Outside, the first rain hit the windows-a fat drop splattering like a bomb. Zhao's voice came over the intercom: "Force six confirmed. ETA to squall line twenty minutes. Recommend course change."

Xu Xiao keyed the mic. "Maintain heading. Push to thirty-five knots. We ride over the top."

He turned back to Manning. "Galley is stocked. There is Dramamine in the drawer if you need it."

"Not that I will." She stood, swayed with the roll, steadying herself on the edge of the table. "But I would like a straight answer first. After Switzerland, after we had the code, what would happen to me?"

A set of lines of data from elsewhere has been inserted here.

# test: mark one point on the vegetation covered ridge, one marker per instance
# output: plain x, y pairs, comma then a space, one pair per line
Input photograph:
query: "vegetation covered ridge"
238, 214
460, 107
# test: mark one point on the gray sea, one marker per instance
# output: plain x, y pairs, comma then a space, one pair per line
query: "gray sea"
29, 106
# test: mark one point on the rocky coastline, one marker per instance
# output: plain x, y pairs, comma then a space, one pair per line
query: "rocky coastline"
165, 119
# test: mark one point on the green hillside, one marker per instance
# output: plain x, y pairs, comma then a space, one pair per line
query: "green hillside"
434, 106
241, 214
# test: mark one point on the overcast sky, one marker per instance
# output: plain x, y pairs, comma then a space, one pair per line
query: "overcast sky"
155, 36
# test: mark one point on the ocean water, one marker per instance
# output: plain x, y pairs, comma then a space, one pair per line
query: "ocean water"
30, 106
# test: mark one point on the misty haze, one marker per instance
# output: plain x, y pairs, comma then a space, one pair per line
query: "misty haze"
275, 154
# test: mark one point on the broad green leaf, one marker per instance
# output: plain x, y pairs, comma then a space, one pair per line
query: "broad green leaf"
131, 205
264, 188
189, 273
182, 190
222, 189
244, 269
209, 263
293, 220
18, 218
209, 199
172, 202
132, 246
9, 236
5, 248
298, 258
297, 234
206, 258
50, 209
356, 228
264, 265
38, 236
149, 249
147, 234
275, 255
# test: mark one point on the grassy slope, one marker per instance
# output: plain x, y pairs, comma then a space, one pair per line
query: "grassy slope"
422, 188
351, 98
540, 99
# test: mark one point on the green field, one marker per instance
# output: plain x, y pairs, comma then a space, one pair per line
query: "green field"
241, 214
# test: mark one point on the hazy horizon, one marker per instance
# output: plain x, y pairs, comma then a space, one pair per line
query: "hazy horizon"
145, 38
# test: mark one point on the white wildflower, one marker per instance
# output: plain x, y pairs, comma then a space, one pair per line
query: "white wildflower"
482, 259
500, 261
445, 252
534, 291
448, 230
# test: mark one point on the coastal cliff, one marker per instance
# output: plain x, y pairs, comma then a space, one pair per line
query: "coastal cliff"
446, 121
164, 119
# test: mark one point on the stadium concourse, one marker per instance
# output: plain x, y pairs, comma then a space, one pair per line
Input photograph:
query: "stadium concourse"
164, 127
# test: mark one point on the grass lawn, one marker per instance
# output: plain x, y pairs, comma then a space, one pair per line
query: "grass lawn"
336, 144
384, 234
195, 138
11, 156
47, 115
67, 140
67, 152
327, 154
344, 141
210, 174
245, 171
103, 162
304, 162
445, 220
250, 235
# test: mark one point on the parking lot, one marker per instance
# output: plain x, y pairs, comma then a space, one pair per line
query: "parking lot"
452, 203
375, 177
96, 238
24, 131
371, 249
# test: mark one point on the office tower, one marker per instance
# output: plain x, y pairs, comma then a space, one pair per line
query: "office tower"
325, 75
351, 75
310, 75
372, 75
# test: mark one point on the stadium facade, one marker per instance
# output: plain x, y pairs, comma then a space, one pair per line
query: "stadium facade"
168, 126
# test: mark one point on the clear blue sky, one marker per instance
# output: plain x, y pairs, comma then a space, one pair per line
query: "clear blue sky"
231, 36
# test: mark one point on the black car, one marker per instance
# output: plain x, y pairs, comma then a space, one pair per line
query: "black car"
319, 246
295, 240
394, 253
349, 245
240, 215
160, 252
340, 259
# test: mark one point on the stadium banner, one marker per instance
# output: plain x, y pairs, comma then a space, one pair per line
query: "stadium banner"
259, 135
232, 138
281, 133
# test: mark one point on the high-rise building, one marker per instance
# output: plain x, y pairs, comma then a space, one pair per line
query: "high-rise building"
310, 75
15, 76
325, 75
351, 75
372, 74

He held her gaze for a long moment. The rain drummed harder now, a metallic hiss against the carbon fiber.

"You get to choose," he said at last. "Stay and fight for what is yours, or vanish again. In either case, the debt will be cleared."

"What if I choose to fight you?"

His smile was thin, almost tender. "Then I will still be in your corner. Enemies change. The rules do not."

Thunder grumbled overhead. The yacht pitched into the impending darkness, engines singing a hungry note. Manning walked aft, trailing her hand on the cool wall for balance. In the narrow galley, she poured water and drank it standing up. She caught her reflection in the glossy surface of the stainless-steel fridge: resting wide-open eyes, tight lips, a stranger who looked braver than she felt.

She pictured her mother somewhere lost in the Swiss fog, the scar on her wrist, the copper key that was now sealed in a waterproof pouch around Xu Xiao's neck. These were pieces of a puzzle she had not known existed until three days ago.

An unexpected lurch sent her staggering. Water sloshed from her glass and streaked the counter like tears. She righted herself, took a breath, then another. Then she opened the drawer, retrieved the pistol, and checked the chamber: round seated, safety on. She clicked it off, then back on. The motion felt disconcertingly familiar, as if muscle memory had somehow survived nineteen years of slumber.

She tucked the gun in the waistband of her jeans, sweater pulled down to hide it. It was a cold weight and oddly reassuring.

On the bridge, Zhao shouted something she couldn't catch. The roar of the engines seemed to overwhelm even his voice. The yacht tilted up as the foils began to sing, slashing into the storm like a knife through silk.

The mainland slipped behind them. Ahead lay only the gray of the unknown.

Manning closed her eyes and felt the fracture in her wrist throb, synchronized with the roar of the engines.

The next chapter, she had just thought, had just begun.